Parents who have removed their children from the Moloch schools could be facing the beast once again if this bill backed by Ted Cruz passes. Introduced by Mike Lee (R-UT) and co-sponsored by Cruz, S.306 would define a “home school” as a “private school” in order to qualify homeschool families to use 529 plans—investment accounts that remain tax-free as long as the funds are used for qualified educational purposes.
At least two articles have taken hard swipes at this measure, and I share some of their concerns, though I think they have misread part of the bill also. They claim that the bill would allow homeschool families to receive “Title 1” funding which is federal grants and aid for education for the poor. I don’t think it does that, but what it does do is concerning enough to me.
What’s so sinister about a tax-free education account? Simple: it’s a federal program that comes with federal government strings attached. Granted, the strings may not seem that onerous right now, but the shadows of tyranny are already looming. Currently, in order to use the funds tax-free, you must send your child to a school that is accredited and also able to receive federal student aid. If you use the funds outside of such parameters, you not only have to pay the taxes but penalties on top of them.

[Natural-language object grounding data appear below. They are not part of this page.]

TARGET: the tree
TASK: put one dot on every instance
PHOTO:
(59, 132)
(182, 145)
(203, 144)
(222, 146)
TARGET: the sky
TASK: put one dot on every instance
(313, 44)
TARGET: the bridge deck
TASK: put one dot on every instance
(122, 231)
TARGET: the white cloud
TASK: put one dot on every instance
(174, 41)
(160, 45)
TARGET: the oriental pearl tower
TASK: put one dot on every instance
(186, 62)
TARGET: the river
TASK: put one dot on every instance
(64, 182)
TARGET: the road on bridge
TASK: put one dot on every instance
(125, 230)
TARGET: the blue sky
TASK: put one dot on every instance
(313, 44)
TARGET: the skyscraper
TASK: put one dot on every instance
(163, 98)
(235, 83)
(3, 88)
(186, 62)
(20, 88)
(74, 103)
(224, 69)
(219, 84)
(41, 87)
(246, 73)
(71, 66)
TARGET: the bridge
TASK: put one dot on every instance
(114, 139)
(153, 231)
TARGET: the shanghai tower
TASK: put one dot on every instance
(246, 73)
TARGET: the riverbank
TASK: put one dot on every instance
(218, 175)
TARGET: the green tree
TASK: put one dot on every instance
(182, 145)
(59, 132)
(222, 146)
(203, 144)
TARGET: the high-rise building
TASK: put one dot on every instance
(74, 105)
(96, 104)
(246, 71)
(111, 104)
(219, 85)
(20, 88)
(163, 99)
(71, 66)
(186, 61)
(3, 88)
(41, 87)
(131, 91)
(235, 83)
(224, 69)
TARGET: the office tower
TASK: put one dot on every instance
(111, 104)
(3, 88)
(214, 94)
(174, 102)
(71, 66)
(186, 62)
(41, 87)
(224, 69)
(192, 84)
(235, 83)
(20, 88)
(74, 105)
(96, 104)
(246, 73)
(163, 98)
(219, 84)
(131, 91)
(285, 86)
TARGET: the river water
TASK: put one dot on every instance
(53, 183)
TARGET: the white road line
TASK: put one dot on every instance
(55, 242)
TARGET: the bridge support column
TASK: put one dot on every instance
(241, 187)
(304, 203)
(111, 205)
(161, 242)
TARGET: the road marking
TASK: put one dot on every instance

More importantly, what could these accreditation and federal-aid regulations portend for homeschoolers? Maybe very little at first, and maybe nothing, some supporters would even say. But remember that such regulations can be tweaked and redefined by activist administrations, no matter what Congress allegedly did or did not intend. Take the money, and you just signed a contract that could allow the federal government to impose mandates on curriculum and more. Common Core would be just the beginning. Under an executive-order-happy president like Obama (and they all are), you could easily have common core, evolution, and the gay agenda shoved down your throats, or else face steep fines.
HSLDA supports this legislation, but quite frankly I think they trust the federal government too much. A couple HSLDA lawyers who are also open endorsers of Ted Cruz have come out and defended his intentions with this bill, and defended the bill against some of the less balanced concerns of critics. Well, they would say that. But I do not think they have really considered fully the potential evils of homeschoolers caught in the web of a federal program administered by the federal Department of Education.
In short, I don’t like this idea, and I think it is irresponsible to allow homeschoolers to be tempted with certain tax savings that could indeed be a trap. Homeschoolers homeschool because they don’t want the government involved in their family’s education. Tying them back into a government agency is exactly the thing they don’t need, and shouldn’t want. Dangling the carrot of federal benefits is just the sort of thing that has already largely destroyed our decentralized system of government to begin with. The homeschool movement is a great hope to get back our original American birthright. Let’s not trade that birthright now for a bowl of pottage.